Os seus olhos desviaram-se brevemente para o meu telemóvel — ainda iluminados pelas palavras odiosas do meu pai — e depois voltaram para mim, com uma bondade que parecia quase misericórdia.

« A tua mãe acabou de chegar à sala de espera », disse ele com cuidado. « Ela exige falar consigo. »

Quase me ri — um som áspero, rouco e sem humor que me fez pigarrear.

« Exige? Claro que exige. Sempre foi sobre o que ela exige. »

A minha voz tremia tanto que mal conseguia formar as palavras.

« A Daisy está estável? »

Ele assentiu. « Por enquanto, sim. Vamos observá-la durante toda a noite. »

Fechei os olhos de alívio — uma pequena fração de paz num oceano de medo.

Levantei-me então, cada músculo protestando, e saí da UCI em direção à sala de espera para familiares.

E ali estava ela: a minha mãe, com o seu casaco de marca, o cabelo perfeitamente penteado como se fosse para um brunch, o pé a bater impacientemente no chão polido. Sem lágrimas, sem medo — apenas aquela expressão familiar de irritação nos seus lábios, como se eu estivesse atrasada para uma reunião de pais e professores.

Quando me viu, a sua boca contorceu-se naquele olhar de desgosto que aprendi a reconhecer durante toda a minha infância.

« Finalmente chegaste », atirou ela. « Leste a minha mensagem? »

Fiquei tão atónita que nem consegui responder.

O mundo parecia inclinado, o chão a inclinar-se sob os meus pés.

« Mãe », sussurrei finalmente, a palavra estranha na minha boca.

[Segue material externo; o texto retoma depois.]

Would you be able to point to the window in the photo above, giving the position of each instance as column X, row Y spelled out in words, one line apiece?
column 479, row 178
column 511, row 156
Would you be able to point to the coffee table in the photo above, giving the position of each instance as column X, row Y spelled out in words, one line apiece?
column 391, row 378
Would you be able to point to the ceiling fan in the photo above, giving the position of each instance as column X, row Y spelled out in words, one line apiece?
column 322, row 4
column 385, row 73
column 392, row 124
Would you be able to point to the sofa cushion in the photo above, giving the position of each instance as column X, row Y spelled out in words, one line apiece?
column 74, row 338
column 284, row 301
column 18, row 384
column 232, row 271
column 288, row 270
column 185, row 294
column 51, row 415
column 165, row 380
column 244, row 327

« A Margarida está entubada. Ela… ela pode não sobreviver. »

Ela não se deixou abalar. Nem uma lágrima, nem um choque.

« E a tua sobrinha tem um baile da escola amanhã », retorquiu, com aquele tom repreensivo como se eu me tivesse esquecido dos trabalhos de casa. « Se não aparecer com aqueles cupcakes, vai envergonhar esta família ».